The Chairman who also harped on Asset Recovery, and how the Commission has in the process of its various enforcement and investigative measures recovered various forms of assets. According to him, “earlier this year the Commission based on intelligence seized over N16bn from the federal Ministry of Agriculture because the money was moved under suspicious circumstances.”
“Other assets recovered include 18 buildings, 12 business premises and 25 plots of land. We have restrained or recovered by administrative or court interim and final orders assets above N3bn, facilitated recovery of $173,000 by the Whistleblower unit of FMFB&P from an erring oil company, restrained £160,000 in a UK bank in an on-going interim forfeiture. These figures exclude quantum of recoveries on return of contractors to site as a result of project tracking initiatives,” he disclosed.

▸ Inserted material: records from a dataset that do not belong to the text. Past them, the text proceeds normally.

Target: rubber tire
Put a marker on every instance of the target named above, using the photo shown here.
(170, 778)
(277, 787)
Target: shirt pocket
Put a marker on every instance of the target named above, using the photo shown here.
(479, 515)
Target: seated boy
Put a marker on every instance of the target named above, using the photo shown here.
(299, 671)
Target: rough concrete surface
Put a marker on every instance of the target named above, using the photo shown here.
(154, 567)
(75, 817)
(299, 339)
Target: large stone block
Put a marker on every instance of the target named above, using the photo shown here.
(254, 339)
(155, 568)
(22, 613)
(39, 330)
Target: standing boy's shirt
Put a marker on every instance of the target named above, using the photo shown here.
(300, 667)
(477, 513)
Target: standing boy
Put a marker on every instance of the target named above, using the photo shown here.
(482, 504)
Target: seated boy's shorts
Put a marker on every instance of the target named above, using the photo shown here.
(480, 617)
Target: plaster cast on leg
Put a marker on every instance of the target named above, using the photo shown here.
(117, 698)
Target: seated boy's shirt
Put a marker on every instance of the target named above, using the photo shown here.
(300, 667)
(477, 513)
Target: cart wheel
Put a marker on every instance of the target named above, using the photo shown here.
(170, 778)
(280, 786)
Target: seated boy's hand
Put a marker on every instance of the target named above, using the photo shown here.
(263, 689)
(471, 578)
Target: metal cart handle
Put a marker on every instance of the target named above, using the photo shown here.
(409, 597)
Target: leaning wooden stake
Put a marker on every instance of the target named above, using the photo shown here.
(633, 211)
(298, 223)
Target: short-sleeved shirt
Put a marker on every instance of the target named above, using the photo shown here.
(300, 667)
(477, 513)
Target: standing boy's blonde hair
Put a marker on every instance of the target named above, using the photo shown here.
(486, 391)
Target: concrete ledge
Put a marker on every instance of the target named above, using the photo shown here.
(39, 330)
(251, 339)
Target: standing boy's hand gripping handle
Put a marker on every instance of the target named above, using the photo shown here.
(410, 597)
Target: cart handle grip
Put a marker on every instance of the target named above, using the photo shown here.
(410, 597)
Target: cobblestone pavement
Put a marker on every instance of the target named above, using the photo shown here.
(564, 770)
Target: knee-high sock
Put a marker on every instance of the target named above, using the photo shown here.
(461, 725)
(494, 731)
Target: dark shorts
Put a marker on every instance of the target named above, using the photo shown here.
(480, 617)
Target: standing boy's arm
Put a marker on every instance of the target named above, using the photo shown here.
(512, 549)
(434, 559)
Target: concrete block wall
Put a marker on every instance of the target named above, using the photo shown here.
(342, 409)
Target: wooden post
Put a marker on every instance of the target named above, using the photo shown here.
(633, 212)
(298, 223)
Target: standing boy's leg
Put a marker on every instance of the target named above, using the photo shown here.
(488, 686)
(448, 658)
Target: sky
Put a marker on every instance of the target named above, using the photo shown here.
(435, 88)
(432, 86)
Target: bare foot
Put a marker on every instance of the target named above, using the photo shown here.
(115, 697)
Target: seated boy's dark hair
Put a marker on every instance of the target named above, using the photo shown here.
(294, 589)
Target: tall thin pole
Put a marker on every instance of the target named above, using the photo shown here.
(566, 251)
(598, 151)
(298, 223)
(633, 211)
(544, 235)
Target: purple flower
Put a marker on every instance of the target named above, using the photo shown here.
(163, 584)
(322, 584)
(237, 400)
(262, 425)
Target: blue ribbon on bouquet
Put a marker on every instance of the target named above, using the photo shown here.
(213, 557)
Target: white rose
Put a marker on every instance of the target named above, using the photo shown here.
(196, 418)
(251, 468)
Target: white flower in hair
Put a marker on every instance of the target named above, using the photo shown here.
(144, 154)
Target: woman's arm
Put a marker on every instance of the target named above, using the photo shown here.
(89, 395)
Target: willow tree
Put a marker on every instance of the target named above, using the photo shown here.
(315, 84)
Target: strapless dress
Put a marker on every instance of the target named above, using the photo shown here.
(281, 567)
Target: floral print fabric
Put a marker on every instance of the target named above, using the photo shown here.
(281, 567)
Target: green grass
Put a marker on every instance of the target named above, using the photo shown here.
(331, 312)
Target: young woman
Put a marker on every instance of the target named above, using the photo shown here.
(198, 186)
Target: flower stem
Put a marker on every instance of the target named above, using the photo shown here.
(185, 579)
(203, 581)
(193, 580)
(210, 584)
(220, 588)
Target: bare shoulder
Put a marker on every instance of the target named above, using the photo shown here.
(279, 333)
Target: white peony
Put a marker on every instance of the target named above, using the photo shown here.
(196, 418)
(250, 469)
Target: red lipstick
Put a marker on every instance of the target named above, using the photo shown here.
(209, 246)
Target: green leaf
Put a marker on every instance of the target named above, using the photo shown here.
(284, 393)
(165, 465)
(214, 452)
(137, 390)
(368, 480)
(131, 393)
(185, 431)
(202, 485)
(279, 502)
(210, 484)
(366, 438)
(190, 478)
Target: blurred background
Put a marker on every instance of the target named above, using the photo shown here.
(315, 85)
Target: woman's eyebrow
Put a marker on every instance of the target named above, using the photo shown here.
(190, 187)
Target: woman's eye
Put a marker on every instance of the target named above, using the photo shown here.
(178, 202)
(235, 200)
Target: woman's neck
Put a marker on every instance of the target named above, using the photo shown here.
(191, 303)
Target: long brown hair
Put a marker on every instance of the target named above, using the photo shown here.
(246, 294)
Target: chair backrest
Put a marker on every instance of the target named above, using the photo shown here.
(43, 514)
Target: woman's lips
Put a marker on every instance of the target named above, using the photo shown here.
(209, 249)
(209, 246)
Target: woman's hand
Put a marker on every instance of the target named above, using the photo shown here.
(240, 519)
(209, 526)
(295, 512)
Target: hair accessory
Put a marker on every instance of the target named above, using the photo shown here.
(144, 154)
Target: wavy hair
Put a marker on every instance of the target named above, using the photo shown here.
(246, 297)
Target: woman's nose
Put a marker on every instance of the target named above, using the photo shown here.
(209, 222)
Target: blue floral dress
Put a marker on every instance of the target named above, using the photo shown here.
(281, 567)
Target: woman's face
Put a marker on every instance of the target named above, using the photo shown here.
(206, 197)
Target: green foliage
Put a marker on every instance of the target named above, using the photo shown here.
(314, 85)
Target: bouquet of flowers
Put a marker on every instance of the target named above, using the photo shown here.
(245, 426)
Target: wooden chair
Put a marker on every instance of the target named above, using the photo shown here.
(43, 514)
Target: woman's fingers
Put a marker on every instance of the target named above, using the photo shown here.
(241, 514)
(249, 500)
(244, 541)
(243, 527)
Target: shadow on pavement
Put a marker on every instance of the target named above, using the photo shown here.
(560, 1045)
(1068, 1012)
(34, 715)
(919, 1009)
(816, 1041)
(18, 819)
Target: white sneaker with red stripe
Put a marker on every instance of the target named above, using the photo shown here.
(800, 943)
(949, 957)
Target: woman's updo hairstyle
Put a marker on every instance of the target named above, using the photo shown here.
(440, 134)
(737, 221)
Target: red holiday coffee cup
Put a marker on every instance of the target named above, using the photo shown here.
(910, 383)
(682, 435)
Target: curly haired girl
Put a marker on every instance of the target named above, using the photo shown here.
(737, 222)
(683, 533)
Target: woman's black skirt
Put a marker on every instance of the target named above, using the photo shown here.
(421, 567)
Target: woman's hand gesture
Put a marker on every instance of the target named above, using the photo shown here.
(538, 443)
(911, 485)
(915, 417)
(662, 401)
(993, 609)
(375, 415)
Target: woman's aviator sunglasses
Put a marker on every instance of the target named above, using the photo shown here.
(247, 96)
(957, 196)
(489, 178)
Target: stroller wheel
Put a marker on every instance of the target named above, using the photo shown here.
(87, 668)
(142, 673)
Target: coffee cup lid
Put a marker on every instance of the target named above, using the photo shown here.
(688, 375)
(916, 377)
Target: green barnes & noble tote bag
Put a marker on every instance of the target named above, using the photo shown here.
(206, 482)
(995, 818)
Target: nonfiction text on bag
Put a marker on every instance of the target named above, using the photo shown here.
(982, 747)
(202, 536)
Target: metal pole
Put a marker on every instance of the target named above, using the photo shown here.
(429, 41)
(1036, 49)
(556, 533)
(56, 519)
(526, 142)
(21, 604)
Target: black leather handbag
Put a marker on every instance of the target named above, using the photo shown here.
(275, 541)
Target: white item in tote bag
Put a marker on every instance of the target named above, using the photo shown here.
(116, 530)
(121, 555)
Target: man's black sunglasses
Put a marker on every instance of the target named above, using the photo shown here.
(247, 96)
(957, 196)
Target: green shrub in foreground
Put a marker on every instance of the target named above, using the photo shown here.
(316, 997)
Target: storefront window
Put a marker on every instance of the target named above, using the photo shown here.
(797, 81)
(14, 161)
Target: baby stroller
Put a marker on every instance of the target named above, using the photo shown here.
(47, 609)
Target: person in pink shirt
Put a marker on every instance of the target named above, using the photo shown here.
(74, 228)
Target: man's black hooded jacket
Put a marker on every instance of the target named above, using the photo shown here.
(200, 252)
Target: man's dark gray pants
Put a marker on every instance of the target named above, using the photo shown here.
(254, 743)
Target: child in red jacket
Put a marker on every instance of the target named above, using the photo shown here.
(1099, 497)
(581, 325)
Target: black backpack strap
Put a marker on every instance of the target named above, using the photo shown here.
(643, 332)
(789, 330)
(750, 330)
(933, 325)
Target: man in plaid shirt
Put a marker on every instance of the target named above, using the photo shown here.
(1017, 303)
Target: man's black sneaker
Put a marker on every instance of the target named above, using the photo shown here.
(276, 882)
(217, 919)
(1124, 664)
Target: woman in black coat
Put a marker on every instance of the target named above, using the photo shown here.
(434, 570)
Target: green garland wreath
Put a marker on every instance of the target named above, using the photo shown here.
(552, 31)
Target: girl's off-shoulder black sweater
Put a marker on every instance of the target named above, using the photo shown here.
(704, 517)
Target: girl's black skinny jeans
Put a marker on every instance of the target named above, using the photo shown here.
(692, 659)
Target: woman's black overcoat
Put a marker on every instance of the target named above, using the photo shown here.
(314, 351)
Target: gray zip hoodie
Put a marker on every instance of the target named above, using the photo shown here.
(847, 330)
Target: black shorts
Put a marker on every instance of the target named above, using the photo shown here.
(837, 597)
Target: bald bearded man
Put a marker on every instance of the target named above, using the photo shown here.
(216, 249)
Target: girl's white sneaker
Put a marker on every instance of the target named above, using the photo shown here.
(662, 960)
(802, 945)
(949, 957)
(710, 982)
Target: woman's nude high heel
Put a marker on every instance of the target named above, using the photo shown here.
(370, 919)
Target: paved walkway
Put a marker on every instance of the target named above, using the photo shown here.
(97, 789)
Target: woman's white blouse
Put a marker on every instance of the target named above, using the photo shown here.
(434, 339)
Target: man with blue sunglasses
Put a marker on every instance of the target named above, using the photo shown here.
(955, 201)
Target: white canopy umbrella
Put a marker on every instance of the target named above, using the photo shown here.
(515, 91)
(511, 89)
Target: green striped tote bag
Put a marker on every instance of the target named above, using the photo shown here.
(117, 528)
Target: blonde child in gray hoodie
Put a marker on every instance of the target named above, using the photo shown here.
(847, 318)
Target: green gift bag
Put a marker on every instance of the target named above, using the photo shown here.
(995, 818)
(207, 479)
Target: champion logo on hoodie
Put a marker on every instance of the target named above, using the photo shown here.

With the government’s migration from manual to e-payment system, ICPC has made input to the introduction and design of BVN, GIFMIS and IPPIS.
The ICPC Chairman also highlighted some of the public education platforms and advocacy initiatives that the Commission had deployed to enlist and foster support for the fight against corruption.
One of such initiatives according to the Chairman is the “My Constituency, My Project,”campaign to sensitize and enlist community ownership of constituency and executive projectslocated in their communities.
He also added that the launch of “N20m from ICPC at 20” project which included music and essay competitions was to boost youth involvement and provoke their creativity and support for the fight against corruption.
The Summit thereafter dovetailed into a panel discussion using online platform, Cisco WEBEX focusing on the role of the private sector; citizens and non-state actors; and the media in the fight against corruption.